Bea authored a report for BP, along with Karlene Roberts, professor emeritus at UC Berkeley´s Haas School of Business, pointing out the challenges within the oil company. He is now an expert witness in the ongoing federal trial to determine the level of liability of BP, Transocean and Haliburton in the oil spill.

Bea is an internationally recognized veteran of disaster investigations. He has taken part in understanding other major oil spills as well, including the 1989 Exxon Valdez oil tanker spill.

“There is one common thread to these disasters,” Bea said. “They are system disasters. They´re caused by human and organizational malfunctions.”

He said what went wrong three years ago was BP’s zero-tolerance approach to help ensure safe drilling was only in place at one of seven drilling rigs operated by the company in the Gulf of Mexico. The others in place were leased by other companies, so they did not follow the Operating Management System BP had in place for the one rig it owned.

Bea said BP determined they couldn’t spend the time and money and effort on implementing these safety systems at these sites, so instead, “they would rely on the contractors to take care of those safety things.” He added BP worked under the ideology that every dollar counts, emphasizing reduced costs and increased production.

At the time of the blowout, the Deepwater Horizon oil rig was over budget by $60 million and more than 60 days behind schedule.

With all the mess still taking place in the courtroom, BP is at least shelling out some cash to help clean up some the financial mess left behind by the oil spill. ClaimsComp said in March “money is flowing in for businesses and nonprofit organizations” that were affected by the spill. BP was ordered by the United States District Court to pay $7.8 billion to settle valid claims last May.

“People have no idea they have a valid claim,” said John Pawlak, CEO of Alpharetta, GA-based ClaimsComp, a claims recovery service company. “And there are billions of dollars just waiting to be claimed.”

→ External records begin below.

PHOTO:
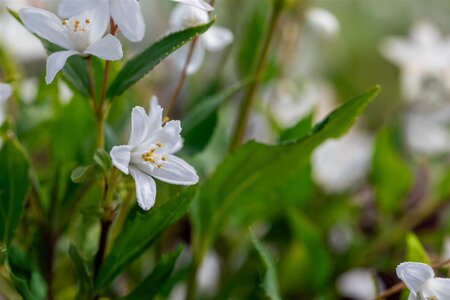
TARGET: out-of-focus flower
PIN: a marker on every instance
(149, 153)
(420, 280)
(5, 93)
(81, 35)
(215, 39)
(424, 61)
(427, 133)
(339, 165)
(323, 22)
(358, 284)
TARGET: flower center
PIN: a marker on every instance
(78, 32)
(153, 158)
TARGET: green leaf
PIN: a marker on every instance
(415, 251)
(74, 71)
(83, 173)
(27, 280)
(102, 158)
(199, 124)
(85, 284)
(141, 64)
(14, 184)
(139, 232)
(391, 176)
(157, 279)
(270, 283)
(255, 173)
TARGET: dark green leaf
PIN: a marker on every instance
(141, 64)
(139, 232)
(157, 279)
(27, 280)
(270, 283)
(14, 183)
(199, 124)
(84, 279)
(391, 176)
(255, 173)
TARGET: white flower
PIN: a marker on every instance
(81, 35)
(127, 14)
(424, 62)
(339, 165)
(149, 153)
(5, 93)
(215, 39)
(419, 279)
(322, 21)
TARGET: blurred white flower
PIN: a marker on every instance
(427, 133)
(419, 279)
(5, 93)
(339, 165)
(149, 153)
(424, 61)
(323, 22)
(358, 284)
(81, 35)
(215, 39)
(209, 274)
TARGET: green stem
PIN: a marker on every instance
(249, 96)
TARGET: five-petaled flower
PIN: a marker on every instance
(420, 280)
(215, 39)
(149, 153)
(126, 14)
(80, 35)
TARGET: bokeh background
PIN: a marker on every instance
(362, 203)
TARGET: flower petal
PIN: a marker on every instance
(70, 8)
(121, 156)
(414, 275)
(217, 38)
(108, 48)
(128, 16)
(440, 287)
(176, 171)
(46, 25)
(154, 115)
(197, 3)
(145, 189)
(139, 126)
(5, 92)
(55, 62)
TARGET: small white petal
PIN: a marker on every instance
(121, 156)
(5, 92)
(440, 287)
(154, 115)
(55, 62)
(108, 48)
(70, 8)
(197, 3)
(414, 275)
(139, 126)
(176, 171)
(217, 38)
(128, 16)
(46, 25)
(145, 189)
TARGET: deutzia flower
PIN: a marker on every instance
(420, 280)
(81, 35)
(5, 93)
(215, 39)
(149, 153)
(424, 62)
(127, 14)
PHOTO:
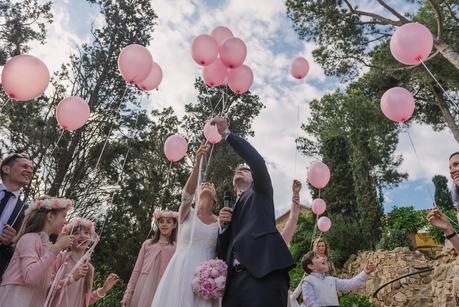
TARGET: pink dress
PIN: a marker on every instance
(28, 275)
(72, 293)
(148, 270)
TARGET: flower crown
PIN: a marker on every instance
(79, 221)
(158, 214)
(164, 213)
(49, 203)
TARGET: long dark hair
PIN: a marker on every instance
(157, 233)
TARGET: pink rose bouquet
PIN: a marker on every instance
(209, 279)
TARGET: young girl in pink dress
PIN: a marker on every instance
(28, 276)
(152, 261)
(74, 285)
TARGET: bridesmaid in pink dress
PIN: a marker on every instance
(152, 261)
(74, 287)
(28, 276)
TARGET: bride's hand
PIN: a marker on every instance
(202, 151)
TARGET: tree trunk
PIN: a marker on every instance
(63, 165)
(448, 52)
(447, 116)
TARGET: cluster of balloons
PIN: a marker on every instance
(318, 177)
(136, 66)
(222, 56)
(25, 77)
(410, 45)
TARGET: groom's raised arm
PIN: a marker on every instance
(260, 174)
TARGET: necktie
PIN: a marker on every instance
(4, 201)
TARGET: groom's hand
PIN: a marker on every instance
(221, 123)
(224, 216)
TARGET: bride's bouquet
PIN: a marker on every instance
(209, 279)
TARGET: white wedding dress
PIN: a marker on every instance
(174, 289)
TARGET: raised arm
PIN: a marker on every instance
(290, 225)
(191, 184)
(249, 154)
(135, 275)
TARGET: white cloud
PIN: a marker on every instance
(272, 44)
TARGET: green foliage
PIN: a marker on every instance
(398, 223)
(349, 38)
(22, 22)
(344, 238)
(354, 300)
(349, 131)
(240, 109)
(295, 275)
(442, 194)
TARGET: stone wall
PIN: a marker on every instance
(438, 288)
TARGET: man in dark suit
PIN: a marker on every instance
(16, 172)
(257, 257)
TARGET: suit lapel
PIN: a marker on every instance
(18, 210)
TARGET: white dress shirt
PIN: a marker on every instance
(10, 205)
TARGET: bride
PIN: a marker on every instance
(196, 243)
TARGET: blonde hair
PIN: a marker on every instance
(34, 221)
(316, 243)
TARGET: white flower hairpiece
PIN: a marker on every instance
(79, 221)
(49, 203)
(158, 214)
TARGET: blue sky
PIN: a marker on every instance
(272, 43)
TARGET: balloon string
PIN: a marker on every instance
(168, 175)
(45, 179)
(208, 161)
(419, 162)
(439, 85)
(120, 177)
(109, 133)
(296, 139)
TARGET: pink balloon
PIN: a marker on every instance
(204, 49)
(215, 73)
(25, 77)
(233, 52)
(153, 79)
(324, 224)
(175, 147)
(397, 104)
(221, 34)
(318, 174)
(299, 67)
(134, 63)
(318, 206)
(211, 133)
(411, 43)
(240, 79)
(72, 113)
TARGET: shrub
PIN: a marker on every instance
(355, 300)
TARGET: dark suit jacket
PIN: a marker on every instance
(6, 252)
(252, 236)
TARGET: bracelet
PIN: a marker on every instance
(99, 295)
(451, 235)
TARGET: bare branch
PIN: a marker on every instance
(393, 11)
(438, 17)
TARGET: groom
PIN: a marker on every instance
(257, 257)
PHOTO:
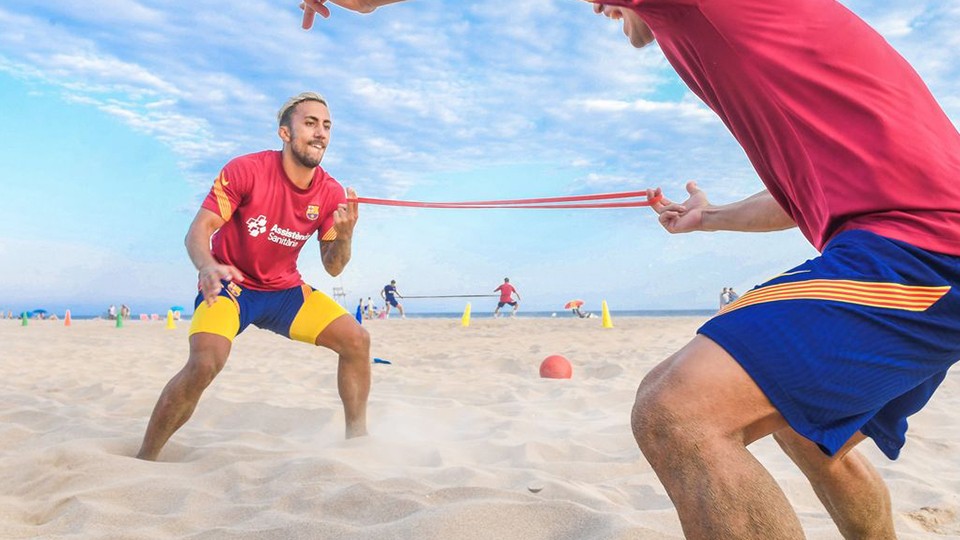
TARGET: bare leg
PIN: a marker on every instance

He said as of February this year, the average economic loss claim “offers and payments” was $233,459. The average individual economic loss claim was $10,219. ClaimsCorp has helped more than 180,000 people over the past 15 years recover more than $240 million in class action claims from BP.

By the second anniversary of the oil spill, studies have shed a little light as to how the spill has impacted the environment, but only time will tell what the long-term affects from the Deepwater Horizon accident will actually be.